Потому что за воротами Башни Справедливости, отделявшей Большой двор от двора приемов, стояла и орала толпа народу.
– Справедливости! Справедливости! Не потерпим оскорбления!..
Ну-ну, крикуны, орите-орите.
Вода в узенькой канавке казалась масляно-черной, крохотный прудик в самой середине двора почти не блестел. Малая подкова башенных ворот походила на выход в огненный дневной мир – толпа во дворе приемов жгла факелы. Сидевшие под сводами
– Справедливости эмира верующих! Справедливости нашим женам и детям!

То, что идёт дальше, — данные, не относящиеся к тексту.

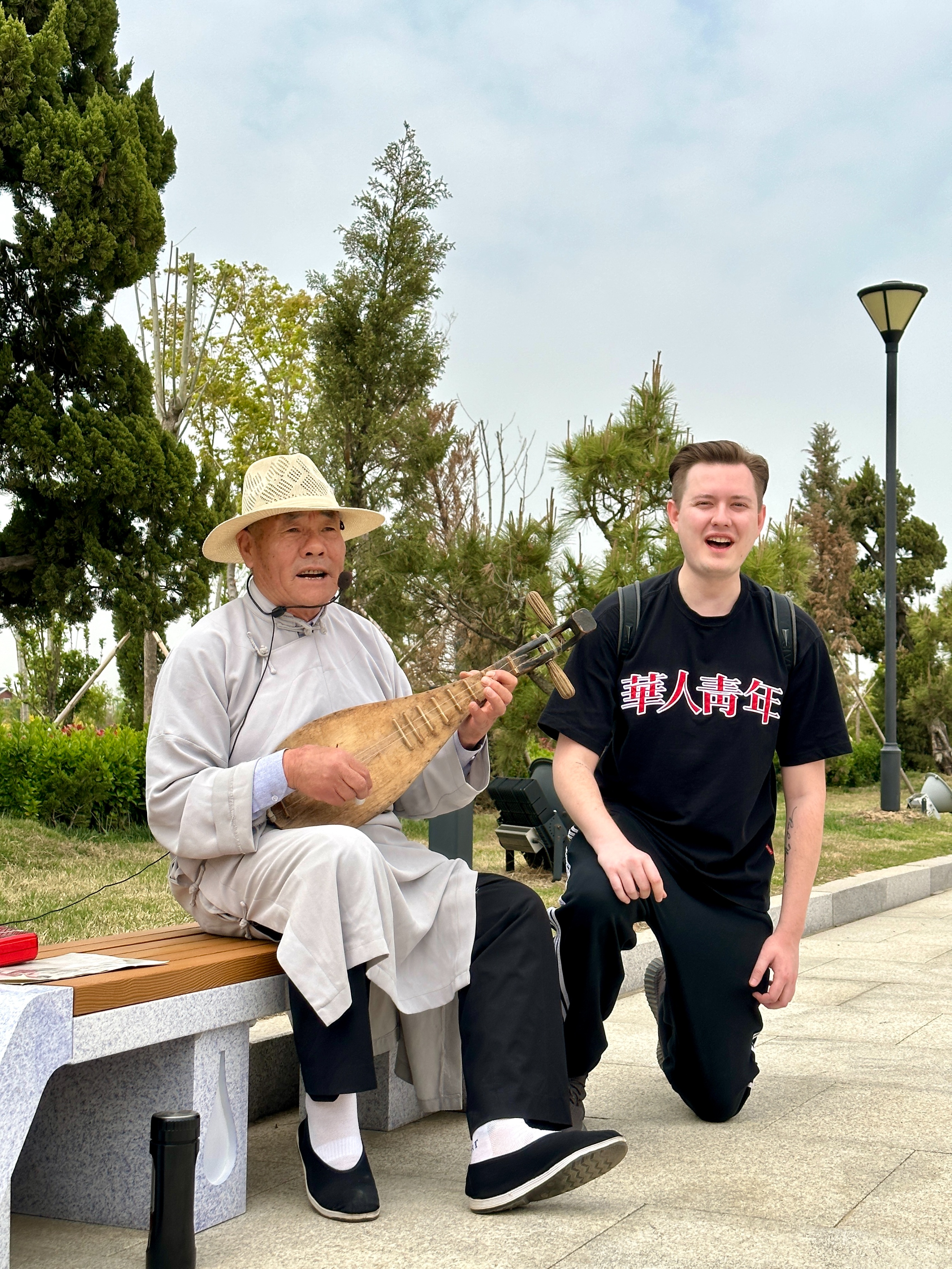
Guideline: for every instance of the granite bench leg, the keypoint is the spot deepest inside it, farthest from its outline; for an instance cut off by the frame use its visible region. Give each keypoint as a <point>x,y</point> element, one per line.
<point>87,1154</point>
<point>36,1037</point>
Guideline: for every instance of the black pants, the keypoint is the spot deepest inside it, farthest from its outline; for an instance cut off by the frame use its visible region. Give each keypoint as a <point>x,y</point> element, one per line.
<point>511,1022</point>
<point>709,1018</point>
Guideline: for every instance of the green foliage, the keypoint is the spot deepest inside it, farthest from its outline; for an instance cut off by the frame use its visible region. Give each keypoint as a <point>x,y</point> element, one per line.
<point>919,550</point>
<point>378,352</point>
<point>75,777</point>
<point>781,559</point>
<point>924,679</point>
<point>861,767</point>
<point>617,479</point>
<point>257,390</point>
<point>826,517</point>
<point>110,505</point>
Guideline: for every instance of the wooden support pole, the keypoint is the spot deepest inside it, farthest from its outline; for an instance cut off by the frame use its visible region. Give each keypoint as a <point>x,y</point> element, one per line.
<point>88,684</point>
<point>150,672</point>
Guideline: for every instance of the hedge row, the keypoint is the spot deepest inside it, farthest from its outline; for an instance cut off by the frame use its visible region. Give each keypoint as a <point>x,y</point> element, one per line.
<point>77,776</point>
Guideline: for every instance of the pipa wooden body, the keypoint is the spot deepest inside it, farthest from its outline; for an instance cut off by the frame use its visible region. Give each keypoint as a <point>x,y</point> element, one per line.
<point>397,739</point>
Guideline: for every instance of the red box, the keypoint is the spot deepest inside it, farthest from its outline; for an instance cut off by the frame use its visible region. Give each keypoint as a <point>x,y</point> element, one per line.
<point>17,946</point>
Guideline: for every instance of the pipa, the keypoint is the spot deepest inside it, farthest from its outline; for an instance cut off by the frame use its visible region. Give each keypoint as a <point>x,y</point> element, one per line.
<point>397,739</point>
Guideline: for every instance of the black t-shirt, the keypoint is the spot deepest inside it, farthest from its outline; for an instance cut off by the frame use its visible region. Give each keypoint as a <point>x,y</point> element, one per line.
<point>689,724</point>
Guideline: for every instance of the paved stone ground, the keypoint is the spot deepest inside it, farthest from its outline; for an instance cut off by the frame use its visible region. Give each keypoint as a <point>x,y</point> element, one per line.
<point>842,1158</point>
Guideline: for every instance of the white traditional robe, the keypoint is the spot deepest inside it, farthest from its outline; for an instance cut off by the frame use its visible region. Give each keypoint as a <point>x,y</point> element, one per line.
<point>341,896</point>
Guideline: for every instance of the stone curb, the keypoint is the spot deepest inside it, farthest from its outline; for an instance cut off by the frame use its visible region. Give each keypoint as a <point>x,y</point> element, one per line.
<point>837,903</point>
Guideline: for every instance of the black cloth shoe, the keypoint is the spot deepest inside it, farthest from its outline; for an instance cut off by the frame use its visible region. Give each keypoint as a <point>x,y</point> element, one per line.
<point>656,980</point>
<point>577,1101</point>
<point>348,1196</point>
<point>550,1165</point>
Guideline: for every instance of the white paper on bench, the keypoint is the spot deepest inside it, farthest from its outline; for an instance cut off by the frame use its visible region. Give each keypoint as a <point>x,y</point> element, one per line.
<point>73,965</point>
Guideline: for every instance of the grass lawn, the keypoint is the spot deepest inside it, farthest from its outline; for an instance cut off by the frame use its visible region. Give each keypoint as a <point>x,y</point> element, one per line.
<point>43,868</point>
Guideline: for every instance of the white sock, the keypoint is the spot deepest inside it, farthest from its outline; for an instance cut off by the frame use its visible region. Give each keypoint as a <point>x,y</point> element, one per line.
<point>502,1138</point>
<point>334,1131</point>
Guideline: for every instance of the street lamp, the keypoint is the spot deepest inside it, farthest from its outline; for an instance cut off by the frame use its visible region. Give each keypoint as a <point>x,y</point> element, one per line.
<point>892,305</point>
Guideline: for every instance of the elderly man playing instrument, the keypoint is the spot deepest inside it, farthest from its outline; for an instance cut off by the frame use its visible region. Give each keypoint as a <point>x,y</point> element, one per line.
<point>379,936</point>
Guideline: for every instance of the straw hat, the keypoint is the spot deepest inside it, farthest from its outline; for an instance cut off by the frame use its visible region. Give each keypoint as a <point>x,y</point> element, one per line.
<point>285,483</point>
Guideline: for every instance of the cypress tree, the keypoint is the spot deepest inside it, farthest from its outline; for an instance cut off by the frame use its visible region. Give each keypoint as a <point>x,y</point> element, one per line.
<point>107,508</point>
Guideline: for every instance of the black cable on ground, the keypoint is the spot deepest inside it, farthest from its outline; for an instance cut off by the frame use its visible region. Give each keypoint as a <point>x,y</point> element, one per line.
<point>27,920</point>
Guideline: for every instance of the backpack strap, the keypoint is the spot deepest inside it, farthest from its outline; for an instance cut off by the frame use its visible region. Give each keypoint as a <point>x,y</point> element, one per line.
<point>785,622</point>
<point>629,617</point>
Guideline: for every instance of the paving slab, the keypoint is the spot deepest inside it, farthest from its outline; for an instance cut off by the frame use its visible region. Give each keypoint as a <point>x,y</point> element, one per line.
<point>662,1238</point>
<point>842,1155</point>
<point>912,1202</point>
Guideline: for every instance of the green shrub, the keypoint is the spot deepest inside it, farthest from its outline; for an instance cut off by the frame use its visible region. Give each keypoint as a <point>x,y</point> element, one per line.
<point>861,767</point>
<point>78,776</point>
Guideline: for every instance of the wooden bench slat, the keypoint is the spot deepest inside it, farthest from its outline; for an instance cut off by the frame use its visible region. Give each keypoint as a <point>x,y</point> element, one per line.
<point>197,962</point>
<point>187,930</point>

Справедливости так справедливости. Аль-Мамун углубился в чтение поданных нерегилем бумаг.
Четыре дня продлился смотр собравшихся для похода на аль-Ахсу войск. Сегодня перед Тариком прошли два больших отряда, да что там отряда – армии. Утром на ипподроме построились полки Абны: потомки аббасидских гвардейцев, находящиеся на казенном содержании, показывали свое искусство в стрельбе из лука и метании копья по мишени. Вечерние часы отданы были бедуинским всадникам под командованием Абу-аль-Хайджи.
Вечерние новости почему-то дошли до халифа быстрее утренних: разъяренный шейх таглиб попытался обжаловать приказ Тарика незадолго до призыва на послезакатную молитву. Абу-аль-Хайджа сыпал такими проклятиями, что случившаяся рядом Шаадийа-кахрамана закрыла от стыда лицо. Надо сказать, что Тарик в долгу не остался: похоже, он много чему научился во время своих странствий с бедуинами и теперь ругался с той же виртуозностью.
«Вы – сборище крикливых баб, которым нельзя доверить вести коз на водопой! – орал нерегиль. – Ни боги, ни люди, ни прошлое, ни настоящее ничему вас не учат – вы пребываете в том же неотесанном, убогом, дикарском и уродливом состоянии, что и триста лет назад!» Далее последовало что-то накрученное, с перечислением такого количества зверей и насекомых пустыни, что аль-Мамун, хоть и приходилось ему заглядывать в старинные словари, потерялся от такого количества незнакомых слов. А вот Абу-аль-Хайдже все перечисленные четвероногие и многоногие, похоже, много что говорили, потому что он бросился на Тарика с джамбией, и их пришлось разнимать воинам
А случилось все от того, что нерегиль отказал всадникам пустыни в праве идти в поход: они, мол, не сумели спешиться по приказу. К тому же он велел вазиру дивана войска вычеркнуть имена бедуинов ибн Хамдана из списков тех, кому выплачивается жалованье-
Абу-аль-Хайджу пришлось успокаивать недолго: аль-Мамун, конечно, отменил несправедливый приказ о лишении его воинов ежемесячных выплат. Ну и долго превозносил их мужество, завершив свои речи торжественной клятвой по достоинству оценить верность и храбрость бедуинов по возвращении из похода – а то кому же он, эмир верующих, доверит охранять свой харим и свою столицу, как не ибн Хамдану по прозвищу Герой!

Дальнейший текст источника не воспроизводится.